The team that eventually did much of the work was small – Thai divers took part, but several other foreign governments deemed it too dangerous for their military divers, said Brown.
“That left the 13 of us, foreign divers,” he said.
The addition of some world-renowned experts in cave diving from the United Kingdom provided expertise, and they began to work on a plan.
There had been a number of ideas to get the soccer team out, Brown said, including drilling down through the mountain from the top, to the notorious plan floated by Tesla head Elon Musk about using a miniature submarine.
But eventually, an expert cave diver who was also a doctor and anesthesiologist came up with the final plan – sedate each of the kids and take them out one at a time.
It was a risky plan, for both the kids and the rescue divers.
“At that point, you’re so emotionally invested, you don’t care what they say,” Brown said. “You’re 100 per cent in.”
The team tested the face masks they would use on 12-year-olds in nearby pools.
“If that mask leaks, it’s game over,” said Brown.
Not only would the children be sedated – mostly with ketamine, because it does not affect breathing too much – but they would be restrained.
“For the kids’ safety and ours, the kids were actually hog tied,” he said. The fear was that they might wake up in the middle of the cave and pull off their masks, or the masks of the rescuers.
Brown’s job was to make his way to a mid-point section of the cave where there was an open chamber with air.
As the divers brought the kids out, he had spare air tanks – and syringes full of more ketamine.
The sedatives only lasted 45 minutes, and Brown and others had to give the children extra doses to keep them under for the up to four hours it would take to get all the way to the cave exit. He had one day to learn how to give an injection.
It was the children themselves who decided what order they would leave the cave.
“They said the first kids were the ones who lived the furthest away from the cave, because they had the longest bike rides home,” Brown said.
“As most people know, nothing ever goes to plan,” Brown said.
On the first day, he and a partner set out to their appointed position, only for his partner to briefly lose his way in the first five metres of the dive.
Brown arrived alone, thinking he had been behind his friend the whole way.

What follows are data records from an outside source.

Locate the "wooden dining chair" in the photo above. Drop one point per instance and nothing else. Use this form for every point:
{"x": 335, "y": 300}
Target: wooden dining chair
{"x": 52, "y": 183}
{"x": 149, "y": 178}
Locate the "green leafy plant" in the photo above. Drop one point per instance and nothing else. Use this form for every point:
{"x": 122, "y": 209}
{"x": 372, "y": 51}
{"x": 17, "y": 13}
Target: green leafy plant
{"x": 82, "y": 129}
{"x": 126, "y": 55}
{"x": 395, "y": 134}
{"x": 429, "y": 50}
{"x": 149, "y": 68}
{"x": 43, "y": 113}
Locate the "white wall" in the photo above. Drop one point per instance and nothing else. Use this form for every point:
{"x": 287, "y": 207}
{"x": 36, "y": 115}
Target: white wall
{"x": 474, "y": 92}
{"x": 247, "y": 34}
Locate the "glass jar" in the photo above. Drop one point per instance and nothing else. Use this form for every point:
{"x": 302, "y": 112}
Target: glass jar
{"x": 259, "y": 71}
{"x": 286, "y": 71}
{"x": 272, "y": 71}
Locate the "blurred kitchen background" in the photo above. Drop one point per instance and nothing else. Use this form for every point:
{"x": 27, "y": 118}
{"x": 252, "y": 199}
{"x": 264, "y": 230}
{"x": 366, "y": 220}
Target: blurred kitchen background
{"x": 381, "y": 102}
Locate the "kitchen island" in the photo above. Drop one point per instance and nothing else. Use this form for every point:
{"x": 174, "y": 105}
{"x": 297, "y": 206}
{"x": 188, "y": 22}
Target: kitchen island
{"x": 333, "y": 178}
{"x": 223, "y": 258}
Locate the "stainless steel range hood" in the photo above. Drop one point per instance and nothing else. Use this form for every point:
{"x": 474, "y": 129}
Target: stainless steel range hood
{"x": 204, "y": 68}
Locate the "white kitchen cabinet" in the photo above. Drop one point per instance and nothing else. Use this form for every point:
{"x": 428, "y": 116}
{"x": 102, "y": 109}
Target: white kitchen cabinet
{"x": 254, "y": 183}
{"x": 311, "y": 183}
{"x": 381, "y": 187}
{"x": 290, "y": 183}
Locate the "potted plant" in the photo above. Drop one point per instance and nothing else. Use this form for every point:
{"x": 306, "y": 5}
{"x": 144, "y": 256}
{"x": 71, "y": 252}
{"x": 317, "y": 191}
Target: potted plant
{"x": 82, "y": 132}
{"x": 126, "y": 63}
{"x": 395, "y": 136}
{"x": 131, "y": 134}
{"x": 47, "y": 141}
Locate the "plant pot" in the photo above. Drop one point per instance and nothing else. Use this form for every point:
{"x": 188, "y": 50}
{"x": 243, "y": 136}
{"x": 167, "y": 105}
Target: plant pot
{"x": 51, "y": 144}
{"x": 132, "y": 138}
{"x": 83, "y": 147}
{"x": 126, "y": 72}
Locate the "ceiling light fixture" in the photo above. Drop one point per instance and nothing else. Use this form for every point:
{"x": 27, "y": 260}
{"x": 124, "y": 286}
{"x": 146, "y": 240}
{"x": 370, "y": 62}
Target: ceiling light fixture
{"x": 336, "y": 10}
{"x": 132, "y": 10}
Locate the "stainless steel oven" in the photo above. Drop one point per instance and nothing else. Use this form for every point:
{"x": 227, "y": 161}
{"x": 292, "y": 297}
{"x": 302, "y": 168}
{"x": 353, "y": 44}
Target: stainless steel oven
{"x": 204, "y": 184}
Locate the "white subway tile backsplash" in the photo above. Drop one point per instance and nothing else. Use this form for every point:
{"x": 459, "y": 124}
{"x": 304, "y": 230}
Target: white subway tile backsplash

He had to consider attempting to try to find and rescue his friend, or stick to the mission.
He stayed at his checkpoint, and eventually, his friend turned up, having thought Brown was the one who had gone missing.
“We exchanged a few words,” Brown said, deadpan.
He described seeing the first rescued child brought to their checkpoint, and the moment of fear at seeing how slow the diver was moving. They weren’t sure the child was even alive, until they saw bubbles coming from his mask.
Over three days, the relay of divers got all the children and their coach – hogtied and sedated just like the boys – out of the cave.
Brown and the other divers then stayed to get out the four Thai Navy SEALs who had stayed for days with the boys. They were the last to leave, and they barely got out, as the rains had started again and two of the three pumps keeping the water levels down broke.
When he emerged, the kids had been taken to hospital, and the outside was curiously quiet, Brown said.
READ MORE: Hero Thai cave diver lauded by Langley Township council
He wouldn’t actually meet any of the kids – beyond of injecting them with sedatives – until September that year, when the boys and the volunteers – all 9,000 of them – were hosted at a banquet by Thailand’s king in his royal palace in Bangkok.
Brown said he has now told the story of the rescue – of the teamwork and determination – at least 1,000 times, but he’s not tired of it.
“I think sometimes the world needs a good story,” he said.
Brown’s speech was part of a three-day conference by the association of realtors, which also included speeches by athlete and activist Rick Hansen, political columnist Vaughn Palmer, and former Fort McMurray fire chief Darby Allen.